Plusieurs chefs d’Etat africains ont respecté le traditionnel discours du nouvel an à la Nation, avec beaucoup d’engagement et de promesses pour la nouvelle année, 2018.

Au Mali, le président Ibrahim Boubacar Keita s’est beaucoup plus intéressé au tissu social, gage de stabilité et de paix dans son pays qui n’est pas encore totalement remis des dernières années de conflit.

Ainsi, il a annoncé vouloir doter le pays d’une loi «d’entente nationale», qui prévoit notamment, de ne pas poursuivre «tous ceux impliqués dans une rébellion armée» n’ayant «pas de sang sur les mains». L’idée, selon IBK, est de «conforter la réconciliation nationale».

La stabilité et la sécurité nationale étaient également au cœur des préoccupations du président du Niger, Mahamadou Issoufou. Dans son adresse à la Nation, il a promis de «renforcer» son armée en 2018, pour faire plus efficacement face aux groupes djihadistes. Alors que son pays est en proie à une grave crise socio-politique, aux accents séparatistes dans ses deux régions anglophones, le président du Cameroun, Paul Biya a déclaré dans son message à sa Nation qu’il était de son «devoir» de «veiller à l’ordre républicain, à la paix sociale, à l’unité de la Nation et à l’intégrité» dans le pays.

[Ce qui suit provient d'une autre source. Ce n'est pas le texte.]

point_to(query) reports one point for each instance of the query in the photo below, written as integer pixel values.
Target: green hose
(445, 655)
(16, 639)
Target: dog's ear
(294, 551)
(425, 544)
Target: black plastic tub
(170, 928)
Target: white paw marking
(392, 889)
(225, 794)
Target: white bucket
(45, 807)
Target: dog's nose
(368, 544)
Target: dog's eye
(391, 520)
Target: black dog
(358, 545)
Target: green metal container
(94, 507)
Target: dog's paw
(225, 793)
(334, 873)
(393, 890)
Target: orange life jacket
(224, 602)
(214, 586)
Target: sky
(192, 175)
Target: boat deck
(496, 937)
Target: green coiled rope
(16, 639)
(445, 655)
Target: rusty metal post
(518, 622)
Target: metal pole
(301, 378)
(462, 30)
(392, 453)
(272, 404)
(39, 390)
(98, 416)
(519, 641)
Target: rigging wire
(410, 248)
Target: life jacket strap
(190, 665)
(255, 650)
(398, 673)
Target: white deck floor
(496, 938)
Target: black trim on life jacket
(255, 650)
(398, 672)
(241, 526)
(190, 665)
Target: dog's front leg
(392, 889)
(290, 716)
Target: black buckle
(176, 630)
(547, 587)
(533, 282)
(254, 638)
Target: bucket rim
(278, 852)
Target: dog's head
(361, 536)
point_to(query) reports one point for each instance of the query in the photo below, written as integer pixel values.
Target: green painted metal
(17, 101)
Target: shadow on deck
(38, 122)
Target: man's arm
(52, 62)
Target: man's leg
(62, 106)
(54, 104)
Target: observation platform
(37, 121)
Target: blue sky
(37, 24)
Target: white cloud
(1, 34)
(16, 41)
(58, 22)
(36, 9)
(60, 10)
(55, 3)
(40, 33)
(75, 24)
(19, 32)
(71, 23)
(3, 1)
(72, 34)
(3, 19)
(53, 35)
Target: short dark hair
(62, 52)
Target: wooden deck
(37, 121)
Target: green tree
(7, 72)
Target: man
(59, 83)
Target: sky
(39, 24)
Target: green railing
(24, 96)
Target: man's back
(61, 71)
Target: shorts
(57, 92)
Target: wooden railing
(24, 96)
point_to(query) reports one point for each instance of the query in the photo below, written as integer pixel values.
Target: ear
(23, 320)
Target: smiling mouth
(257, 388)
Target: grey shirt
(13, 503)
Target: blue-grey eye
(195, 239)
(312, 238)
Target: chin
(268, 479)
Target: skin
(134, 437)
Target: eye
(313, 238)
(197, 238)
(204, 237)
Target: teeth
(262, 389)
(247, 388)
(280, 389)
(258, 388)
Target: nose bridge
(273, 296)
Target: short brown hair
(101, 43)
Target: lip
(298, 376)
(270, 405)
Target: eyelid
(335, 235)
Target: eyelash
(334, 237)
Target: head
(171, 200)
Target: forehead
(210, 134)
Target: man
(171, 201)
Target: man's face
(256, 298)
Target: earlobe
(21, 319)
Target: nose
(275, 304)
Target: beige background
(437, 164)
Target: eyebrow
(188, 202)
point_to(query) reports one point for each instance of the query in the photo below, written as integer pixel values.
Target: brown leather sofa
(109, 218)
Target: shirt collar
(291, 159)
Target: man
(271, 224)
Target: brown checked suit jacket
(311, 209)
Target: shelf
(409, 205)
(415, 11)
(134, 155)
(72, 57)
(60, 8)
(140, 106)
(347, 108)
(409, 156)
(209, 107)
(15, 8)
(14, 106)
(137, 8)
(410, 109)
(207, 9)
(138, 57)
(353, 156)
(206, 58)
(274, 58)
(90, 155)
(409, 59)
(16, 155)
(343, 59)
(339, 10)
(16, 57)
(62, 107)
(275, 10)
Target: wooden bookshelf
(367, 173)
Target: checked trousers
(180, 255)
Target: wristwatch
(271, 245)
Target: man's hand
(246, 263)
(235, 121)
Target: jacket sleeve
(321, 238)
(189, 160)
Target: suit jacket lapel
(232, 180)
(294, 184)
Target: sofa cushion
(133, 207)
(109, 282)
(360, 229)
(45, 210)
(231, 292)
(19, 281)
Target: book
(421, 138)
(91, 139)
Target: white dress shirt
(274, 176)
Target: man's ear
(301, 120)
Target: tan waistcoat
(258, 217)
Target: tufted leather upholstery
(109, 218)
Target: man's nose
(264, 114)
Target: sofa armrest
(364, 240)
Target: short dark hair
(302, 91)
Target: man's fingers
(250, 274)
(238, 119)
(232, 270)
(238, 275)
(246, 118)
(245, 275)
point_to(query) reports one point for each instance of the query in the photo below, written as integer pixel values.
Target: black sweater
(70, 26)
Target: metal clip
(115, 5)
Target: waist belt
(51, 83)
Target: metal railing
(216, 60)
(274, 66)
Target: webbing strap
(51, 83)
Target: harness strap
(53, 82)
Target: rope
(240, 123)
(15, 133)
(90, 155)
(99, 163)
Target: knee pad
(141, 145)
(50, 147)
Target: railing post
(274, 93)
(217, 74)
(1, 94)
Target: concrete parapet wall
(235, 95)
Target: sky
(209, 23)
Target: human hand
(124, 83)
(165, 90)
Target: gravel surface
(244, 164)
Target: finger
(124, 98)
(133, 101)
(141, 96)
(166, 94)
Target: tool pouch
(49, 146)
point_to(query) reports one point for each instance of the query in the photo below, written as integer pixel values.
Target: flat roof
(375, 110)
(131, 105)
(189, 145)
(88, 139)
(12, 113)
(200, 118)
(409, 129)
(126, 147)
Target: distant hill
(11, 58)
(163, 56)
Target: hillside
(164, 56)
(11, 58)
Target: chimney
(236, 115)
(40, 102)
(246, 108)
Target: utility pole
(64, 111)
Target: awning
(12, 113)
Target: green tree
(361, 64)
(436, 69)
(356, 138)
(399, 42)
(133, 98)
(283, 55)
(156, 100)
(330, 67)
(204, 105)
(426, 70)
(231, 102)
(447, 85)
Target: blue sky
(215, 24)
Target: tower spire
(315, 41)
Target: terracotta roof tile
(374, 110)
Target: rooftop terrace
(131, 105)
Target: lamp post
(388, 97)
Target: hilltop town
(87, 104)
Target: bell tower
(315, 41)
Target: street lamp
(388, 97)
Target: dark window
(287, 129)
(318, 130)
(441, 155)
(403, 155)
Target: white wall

Et d’annoncer avoir laissé des consignes, pour que les auteurs de violences «soient combattus sans relâche» et répondent de leurs crimes devant la justice. Le président Macky Sall du Sénégal a, de son côté, lancé un appel aux rebelles de Casamance, pour la poursuite des pourparlers, en vue d’«une paix définitive dans cette zone du pays». Pour 2018, le président ivoirien Alassane Ouattara, souhaite reprendre la main sur son armée, après les «accrochages» de 2017. Il a ainsi souligné sa volonté de transformer cette armée en une force «véritablement républicaine», à travers une «Loi de programmation militaire». Au Tchad, c’est le calendrier électoral pour les législatives, qui était la plus grande attente dans le discours du président Idriss Déby. Après plusieurs reports depuis 2015, ces législatives se tiendront «enfin» en 2018, a promis le président Déby Itno.